The current pipeline is strong, and we think the IPO activity could even surpass $20 billion mark this year, which was the total IPO fundraise in 2025. Multiple companies with planned billion-dollar-plus IPOs are looking to tap public markets this year.
There has been a sudden drop in IPO activity. When do you see it reviving?
Even in 2025, we had a slow first half and then a very strong second half. The current drop you are referring to could be on account of some softness in earnings and some jitters due to concerns of artificial intelligence (AI) impacting the technology sector. But several companies are looking to go public this year, and some of these are large IPOs. So, unless we have material negative news flow or some macro uncertainty, or adverse developments, we expect to witness meaningful IPO activity this year.

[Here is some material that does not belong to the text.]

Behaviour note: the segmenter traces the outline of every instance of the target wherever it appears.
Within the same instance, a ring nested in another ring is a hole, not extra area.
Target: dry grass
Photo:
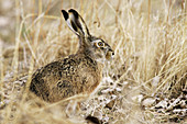
[[[77,124],[86,123],[88,115],[102,123],[185,123],[187,1],[8,0],[0,4],[0,123]],[[106,64],[97,92],[81,102],[78,112],[69,110],[67,117],[67,101],[84,95],[48,104],[30,94],[28,87],[36,68],[77,50],[78,40],[61,13],[69,8],[112,46],[116,57]],[[183,105],[168,110],[162,104],[175,105],[176,100]]]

Has India’s relative market underperformance affected IPO momentum?
I don’t think so. CY25 was a very active year for IPOs in India. Typically, equity markets are cyclical, and public markets in India have been range-bound in the last few quarters, largely on the back of muted earnings growth rather than any structural issues or lack of investor appetite. The expectation is that we would witness good earnings growth going forward, in part driven by recent trade deals, other policy reforms, and increased consumption propelled by direct and indirect tax cuts. Domestic liquidity continues to be robust, and foreign investors continue to participate in IPOs, even as they have sold in the secondary markets. The pipeline of companies wanting to go public remains strong. In summary, we don’t see imminent signs of structural slowdown in IPO activity.
How do you ensure quality in a crowded IPO pipeline?

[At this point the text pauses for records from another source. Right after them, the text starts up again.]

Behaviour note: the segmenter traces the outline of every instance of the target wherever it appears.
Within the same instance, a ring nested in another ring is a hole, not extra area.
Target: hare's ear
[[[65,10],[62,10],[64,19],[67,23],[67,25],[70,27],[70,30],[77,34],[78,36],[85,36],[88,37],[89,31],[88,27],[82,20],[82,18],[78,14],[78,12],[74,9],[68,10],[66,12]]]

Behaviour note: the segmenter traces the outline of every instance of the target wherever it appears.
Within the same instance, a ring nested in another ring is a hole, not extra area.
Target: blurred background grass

In a busy market, investors naturally become more selective. There has been a strong increase in number of IPOs over time, which implies that the entire ecosystem (comprising bankers, investors, etc.) is handling meaningfully higher volumes than they did three-four years back. This makes it imperative that companies prepare a compelling equity story and positioning, and (their) management teams are fully geared to cogently respond to potential investor concerns. This is where a global advisor like us, with a comprehensive advisory solution straddling sector expertise and product experience, comes in.
Which sectors and geographies are showing the most IPO interest?
Interest is broad-based across multiple sectors like health care, consumer, technology, financial services, industrials, and manufacturing. Geographically, we see strong interest from all the key regions — the EU, UK, South Korea, and the US.
Why are multinational companies (MNCs) suddenly exploring Indian capital markets?
From the outside, India looks very attractive — healthy valuations, expanded investor pools, including strong domestic flows, and enhanced liquidity. The country is a strategic market for MNCs that are considering an India listing for the local business, and so often the listing is another means to aiding their broad India strategy. Listing helps get an acquisition currency, act as another source of capital to fund local acquisitions, and enhance social licence. Our role as an advisor is to work alongside MNCs, helping them assess whether, when, and how an Indian listing makes sense.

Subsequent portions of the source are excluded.